Déjà cinq heures du matin. Je me glisse sous le jet d’eau brûlant de ma douche pour ressortir rouge comme une écrevisse. J’efface la buée du miroir et m’approche plus près. Ici ou ailleurs, mes gestes sont toujours les mêmes. J’écarquille mes grands yeux noisette : ils brillent malgré la fatigue et attirent plus le regard que mes cernes. Je tapote mes joues pour me redonner des couleurs puis je brosse rapidement mes longs cheveux bruns en une queue-de-cheval banale, mais pratique. Et voilà.
Je fais rentrer l’air frais dans mon appartement, venant tout droit de l’Isère et des montagnes autour tout en sirotant mon thé vert. En bas, la rue commence à s’animer. J’ouvre ma boîte mail pour vérifier que je n’ai aucun message non lu. Je ne sais pas, une carte virtuelle de ma mère pour me souhaiter bonne chance, par exemple. Elle les programme pour toutes les grandes occasions. C’en est une, à l’évidence ! Sûrement la plus grande de toute ma vie.

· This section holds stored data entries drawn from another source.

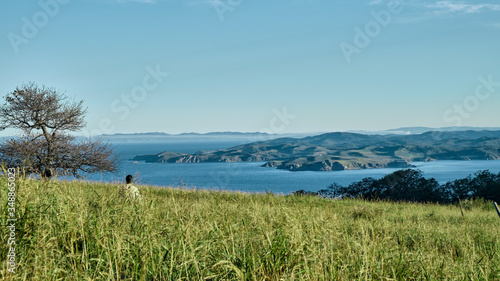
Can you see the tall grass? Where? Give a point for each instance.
(85, 231)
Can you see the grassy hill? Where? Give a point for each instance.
(347, 151)
(84, 231)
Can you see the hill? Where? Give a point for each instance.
(84, 231)
(343, 151)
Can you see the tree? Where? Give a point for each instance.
(45, 116)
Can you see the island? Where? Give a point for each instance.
(348, 151)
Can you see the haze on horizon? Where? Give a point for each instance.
(273, 66)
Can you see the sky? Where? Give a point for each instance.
(275, 66)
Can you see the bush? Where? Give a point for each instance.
(411, 186)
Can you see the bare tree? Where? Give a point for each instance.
(45, 116)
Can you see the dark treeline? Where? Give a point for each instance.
(411, 186)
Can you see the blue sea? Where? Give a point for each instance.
(251, 177)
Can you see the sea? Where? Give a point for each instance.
(250, 176)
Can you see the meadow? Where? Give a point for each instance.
(85, 231)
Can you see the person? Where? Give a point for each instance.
(129, 191)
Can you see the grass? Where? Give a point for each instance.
(84, 231)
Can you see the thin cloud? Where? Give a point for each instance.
(447, 7)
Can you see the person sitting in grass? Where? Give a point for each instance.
(129, 191)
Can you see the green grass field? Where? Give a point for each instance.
(85, 231)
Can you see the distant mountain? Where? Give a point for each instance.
(420, 130)
(342, 151)
(187, 134)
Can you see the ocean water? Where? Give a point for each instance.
(250, 177)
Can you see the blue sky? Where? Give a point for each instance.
(276, 66)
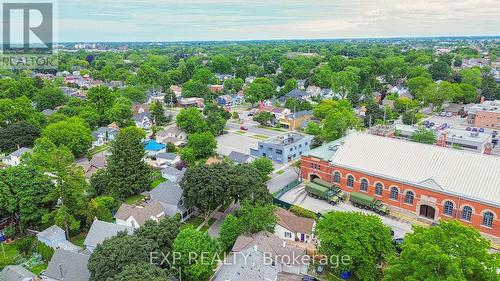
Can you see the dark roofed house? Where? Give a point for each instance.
(239, 158)
(136, 216)
(101, 230)
(16, 273)
(169, 194)
(67, 266)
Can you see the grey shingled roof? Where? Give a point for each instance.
(51, 233)
(73, 266)
(101, 230)
(167, 192)
(16, 273)
(238, 157)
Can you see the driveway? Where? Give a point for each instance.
(298, 196)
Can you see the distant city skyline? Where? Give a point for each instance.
(226, 20)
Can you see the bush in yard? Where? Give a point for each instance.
(301, 212)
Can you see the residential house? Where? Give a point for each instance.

Mais non. Rien. Il est temps de me mettre en route. À pied, j’en ai pour moins d’un quart d’heure, mais je déteste être en retard et on ne sait jamais ce qui peut arriver.
 
Me voilà dehors à 8 h 15. Il commence à pleuvoir et je n’ai pas de parapluie. Merci Grenoble ! J’adore ta manière de me souhaiter la bienvenue.
CHAPITRE 2
Le salon de thé

Je marche vite et, bien évidemment, je trouve le salon de thé avec trente minutes d’avance. Je ne peux même pas découvrir le quartier, il pleut vraiment trop fort. Note à moi-même : il faut absolument que je m’achète un parapluie ce soir, en rentrant. Et un livre. Il me faut un livre joyeux, un livre qui dit que tout ira bien.

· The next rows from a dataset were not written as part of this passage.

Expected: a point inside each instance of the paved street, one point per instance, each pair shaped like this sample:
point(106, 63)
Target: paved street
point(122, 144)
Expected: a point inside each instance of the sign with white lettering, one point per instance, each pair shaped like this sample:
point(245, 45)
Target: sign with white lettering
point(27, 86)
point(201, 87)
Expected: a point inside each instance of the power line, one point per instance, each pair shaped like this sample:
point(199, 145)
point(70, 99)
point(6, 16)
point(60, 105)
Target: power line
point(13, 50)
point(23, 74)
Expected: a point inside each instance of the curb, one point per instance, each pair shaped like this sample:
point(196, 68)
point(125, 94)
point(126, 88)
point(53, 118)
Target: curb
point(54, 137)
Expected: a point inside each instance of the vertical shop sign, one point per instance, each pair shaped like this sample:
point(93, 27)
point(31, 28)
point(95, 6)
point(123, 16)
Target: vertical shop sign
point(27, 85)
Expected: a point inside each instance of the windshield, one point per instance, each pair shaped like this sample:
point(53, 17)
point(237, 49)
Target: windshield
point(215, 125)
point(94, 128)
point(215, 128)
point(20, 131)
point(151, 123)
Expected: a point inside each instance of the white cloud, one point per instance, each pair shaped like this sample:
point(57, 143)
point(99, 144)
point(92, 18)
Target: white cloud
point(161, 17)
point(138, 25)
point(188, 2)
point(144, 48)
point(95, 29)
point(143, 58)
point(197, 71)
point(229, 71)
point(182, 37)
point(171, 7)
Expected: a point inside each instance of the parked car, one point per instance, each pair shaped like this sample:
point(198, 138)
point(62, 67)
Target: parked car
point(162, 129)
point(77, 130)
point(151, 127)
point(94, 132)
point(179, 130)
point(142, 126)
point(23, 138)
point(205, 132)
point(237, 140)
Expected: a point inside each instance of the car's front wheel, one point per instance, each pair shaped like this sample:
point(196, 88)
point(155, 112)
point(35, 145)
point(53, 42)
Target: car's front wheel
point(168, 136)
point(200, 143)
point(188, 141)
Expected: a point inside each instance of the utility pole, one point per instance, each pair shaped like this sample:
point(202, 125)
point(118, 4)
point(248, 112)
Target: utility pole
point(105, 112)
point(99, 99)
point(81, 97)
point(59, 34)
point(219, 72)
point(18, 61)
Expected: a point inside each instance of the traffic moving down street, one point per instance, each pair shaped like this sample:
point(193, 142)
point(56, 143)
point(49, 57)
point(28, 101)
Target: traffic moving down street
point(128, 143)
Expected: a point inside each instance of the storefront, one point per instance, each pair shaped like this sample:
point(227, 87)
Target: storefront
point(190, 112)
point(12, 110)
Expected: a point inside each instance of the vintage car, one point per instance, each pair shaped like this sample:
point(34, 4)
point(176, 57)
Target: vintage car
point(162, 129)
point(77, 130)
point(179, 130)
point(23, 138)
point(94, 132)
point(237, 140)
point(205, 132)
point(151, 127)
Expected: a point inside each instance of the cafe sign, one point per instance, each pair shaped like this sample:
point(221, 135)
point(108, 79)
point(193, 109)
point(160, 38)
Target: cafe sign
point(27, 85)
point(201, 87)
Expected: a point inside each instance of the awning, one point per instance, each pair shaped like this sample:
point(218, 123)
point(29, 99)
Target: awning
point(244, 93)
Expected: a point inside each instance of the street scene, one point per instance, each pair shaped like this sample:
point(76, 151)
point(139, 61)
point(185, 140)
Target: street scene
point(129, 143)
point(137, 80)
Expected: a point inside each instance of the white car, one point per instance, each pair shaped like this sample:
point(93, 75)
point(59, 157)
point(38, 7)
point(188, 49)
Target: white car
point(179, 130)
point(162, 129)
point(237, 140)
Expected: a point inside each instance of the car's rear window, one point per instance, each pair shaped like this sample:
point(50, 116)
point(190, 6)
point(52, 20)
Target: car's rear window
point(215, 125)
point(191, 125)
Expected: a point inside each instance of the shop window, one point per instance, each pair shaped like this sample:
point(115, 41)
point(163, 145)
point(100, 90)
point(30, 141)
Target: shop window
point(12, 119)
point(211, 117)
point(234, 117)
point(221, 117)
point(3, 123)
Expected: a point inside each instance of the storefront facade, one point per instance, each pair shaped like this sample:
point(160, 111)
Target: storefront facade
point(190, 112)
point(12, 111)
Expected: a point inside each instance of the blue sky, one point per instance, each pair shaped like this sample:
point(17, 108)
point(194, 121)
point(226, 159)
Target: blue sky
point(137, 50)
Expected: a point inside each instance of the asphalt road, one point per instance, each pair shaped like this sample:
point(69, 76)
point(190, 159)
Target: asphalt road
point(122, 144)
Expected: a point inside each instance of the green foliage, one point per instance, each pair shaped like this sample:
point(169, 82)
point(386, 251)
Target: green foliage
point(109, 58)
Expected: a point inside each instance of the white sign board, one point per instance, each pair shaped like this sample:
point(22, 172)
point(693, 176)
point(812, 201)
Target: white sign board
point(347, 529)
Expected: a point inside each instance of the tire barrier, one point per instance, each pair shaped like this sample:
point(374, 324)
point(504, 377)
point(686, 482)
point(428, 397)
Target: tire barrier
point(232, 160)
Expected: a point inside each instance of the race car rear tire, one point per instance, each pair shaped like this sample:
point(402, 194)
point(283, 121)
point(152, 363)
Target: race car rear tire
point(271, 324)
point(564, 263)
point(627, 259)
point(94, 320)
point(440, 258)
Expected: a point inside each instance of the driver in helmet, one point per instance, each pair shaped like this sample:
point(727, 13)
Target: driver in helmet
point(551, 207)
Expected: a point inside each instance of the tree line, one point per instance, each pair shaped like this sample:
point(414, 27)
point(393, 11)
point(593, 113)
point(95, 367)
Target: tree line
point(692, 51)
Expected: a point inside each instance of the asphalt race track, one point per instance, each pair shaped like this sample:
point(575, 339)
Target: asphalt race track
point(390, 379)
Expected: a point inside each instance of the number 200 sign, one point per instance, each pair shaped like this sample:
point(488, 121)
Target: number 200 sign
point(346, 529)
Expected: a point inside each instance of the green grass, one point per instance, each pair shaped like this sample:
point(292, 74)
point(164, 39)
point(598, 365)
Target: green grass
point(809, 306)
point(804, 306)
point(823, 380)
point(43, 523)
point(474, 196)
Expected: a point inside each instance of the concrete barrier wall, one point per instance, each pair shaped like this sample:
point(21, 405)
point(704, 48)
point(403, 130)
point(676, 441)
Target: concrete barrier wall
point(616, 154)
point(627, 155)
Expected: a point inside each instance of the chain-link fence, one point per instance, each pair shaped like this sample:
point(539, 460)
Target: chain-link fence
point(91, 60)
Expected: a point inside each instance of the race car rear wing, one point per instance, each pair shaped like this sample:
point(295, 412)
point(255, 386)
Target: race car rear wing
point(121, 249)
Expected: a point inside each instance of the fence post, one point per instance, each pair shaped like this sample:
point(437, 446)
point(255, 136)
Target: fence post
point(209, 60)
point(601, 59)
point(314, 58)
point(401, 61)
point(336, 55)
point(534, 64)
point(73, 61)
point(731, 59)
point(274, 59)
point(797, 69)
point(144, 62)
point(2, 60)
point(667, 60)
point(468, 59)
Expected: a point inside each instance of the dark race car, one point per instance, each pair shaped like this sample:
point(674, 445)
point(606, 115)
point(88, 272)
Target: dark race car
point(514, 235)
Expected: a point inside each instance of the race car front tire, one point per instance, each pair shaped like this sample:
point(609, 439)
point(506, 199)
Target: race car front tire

C’est ma bouée de secours. Quand je perds pied, je commence un nouveau livre. Dans l’immédiat, je n’ai pas le temps d’aller m’inscrire à la bibliothèque. Le mieux est de m’en acheter un. Ce sera mon premier livre ici, à Grenoble. Il a intérêt à être assez exceptionnel pour me donner envie de rester !
Je m’abrite sous un porche, je dégaine mon téléphone et je tape « librairie ». Mon téléphone est intelligent. Il me géolocalise – ce que je serais bien incapable de faire – et m’indique toutes les librairies autour de moi, avec la distance à pied ainsi que le nombre d’étoiles laissées par les clients. Tiens, d’ailleurs, ça me fait penser : je n’ai pas cherché à savoir si le salon de thé dans lequel je vais travailler est bien noté ou pas.
Mon ventre se met à couiner, comme à chaque fois que je suis un peu tendue. Je sais au fond de moi que si le salon de thé est mal noté, c’est très mauvais signe ! Cela voudrait dire qu’il peut fermer dans pas longtemps faute de chiffre d’affaires, ou que la gérante n’est pas agréable et que ça pourrait mal se passer. Potentiellement bien sûr. Ou les deux à la fois. Ou alors, elle m’a engagée pour remettre le bateau à flot, et là, on est mal barrées. Je me noie déjà dans ma propre vie alors sauver un salon de thé… la pression !
Mais s’il a plein d’étoiles, c’est tout aussi affreux. Cela voudrait dire qu’il ne faut surtout pas que je fasse de boulette pour que la réputation du lieu reste intacte. Encore plus de pression ! En fait, je ne suis pas sûre de vouloir savoir combien d’étoiles a mon nouveau lieu de travail.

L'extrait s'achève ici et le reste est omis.